Cleaning mid sized storage or reaction vessels, cleaning of caked on powders and viscous fluids, cleaning in explosive environments (some models)

Rotary solid stream

These nozzles have two, four or eight solid stream jets which rotate sweeping the inside of the tank. A gearing mechanism changes the angle of the rotation so over time complete cleaning of the tank is achieved. These nozzles are by far the most energy efficient tank washers due to the solid stream jets being deployed. They are generally more expensive than other types of tank washer but for medium to large tanks or tanks with stubborn residues the additional capital expenditure is often paid for rapidly through efficiency gains.

Typical uses include: cleaning large processing or storage tanks, cleaning highly viscous liquids or caked on solids.

Other constraints

Within the chemical processing industry other constraints may affect nozzle selection. If, for example, the environment being cleaned is highly volatile then rotary nozzles may represent an explosion risk. Some ATEX approved models exist but choice may be limited, particularly when it comes to the larger solid stream rotary cleaners.

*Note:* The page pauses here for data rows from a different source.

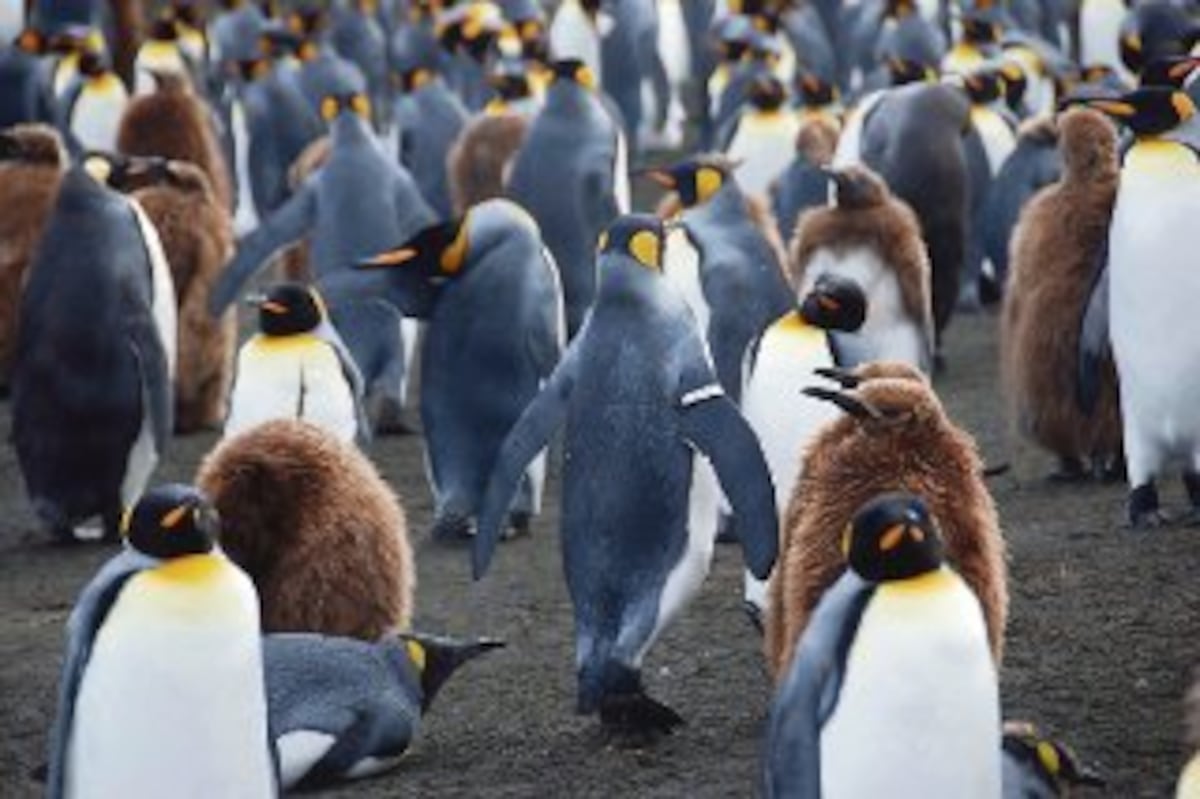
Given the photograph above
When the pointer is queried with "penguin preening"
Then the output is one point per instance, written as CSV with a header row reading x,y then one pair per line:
x,y
1056,245
873,238
95,356
1140,298
346,709
637,394
163,646
489,292
898,638
317,529
894,434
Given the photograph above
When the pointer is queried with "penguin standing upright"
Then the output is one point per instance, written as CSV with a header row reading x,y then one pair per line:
x,y
637,395
1149,282
571,176
870,236
162,686
91,401
892,690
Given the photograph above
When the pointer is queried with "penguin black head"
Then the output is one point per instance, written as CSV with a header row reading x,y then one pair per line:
x,y
172,521
695,180
893,538
1150,110
1169,71
640,236
834,304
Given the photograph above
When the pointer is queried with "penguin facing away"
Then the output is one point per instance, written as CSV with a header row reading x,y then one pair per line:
x,y
93,404
637,395
163,646
346,709
898,637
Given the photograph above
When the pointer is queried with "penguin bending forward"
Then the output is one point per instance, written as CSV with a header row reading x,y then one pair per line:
x,y
639,397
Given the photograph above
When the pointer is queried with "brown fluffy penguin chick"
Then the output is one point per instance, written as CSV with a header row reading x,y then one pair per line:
x,y
478,162
1055,246
870,235
197,236
317,529
31,164
894,437
173,122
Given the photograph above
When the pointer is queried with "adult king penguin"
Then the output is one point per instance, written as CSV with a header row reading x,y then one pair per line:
x,y
1145,294
892,690
162,690
95,356
637,395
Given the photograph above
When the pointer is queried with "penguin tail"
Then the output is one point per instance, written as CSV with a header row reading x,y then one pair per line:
x,y
443,656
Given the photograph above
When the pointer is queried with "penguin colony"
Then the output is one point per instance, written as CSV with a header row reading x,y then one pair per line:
x,y
756,362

A further constraint may be the available materials of construction. Static nozzles can be made from a wide variety of materials, in particular highly chemically inert plastics, but the larger machines are not generally available in plastics and so for some environments will not be suitable. Another point to consider against metal nozzles is if they are being used to clean glass lined tanks.

Plastic nozzles are far more forgiving on expensive fragile vessels should they come loose. A large metal nozzles rotary jet cleaner, weighing 10Kg, may represent an unacceptable risk to the tank despite being the most efficient.

Conclusions

Quick savings can often be found by looking at the mechanical action element of the cleaning mix. The efficiency of the mechanical action delivery mechanism can often be improved by correct nozzle selection. This improvement in efficiency will mean the same contribution to overall cleaning and can be achieved using less water and these water savings translate directly to a reduction in operating costs.

These gains can be further multiplied by considering how the 4 elements of the cleaning mix can be reconfigured. It may, for example, be more beneficial to reduce the heating and chemical elements of the mix rather than use all the efficiency gains to reduce water consumption. The optimum configuration of the mix will vary from application to application but regardless of improvements in the mechanical action component of the mix, quick gains can be achieved with a payback time measured in weeks - rather than months.

Four steps to improve efficiency

Step 1 - Consider the true cost of each of the 4 elements of the cleaning mix.

Step 2 - Consider the current contribution to cleaning from each element.

Step 3 - Look at which elements have absolute efficiency gains to be made i.e. the same cleaning contribution for less cost.

Step 4 - Assess how the new cleaning mix will be optimised. ENDS.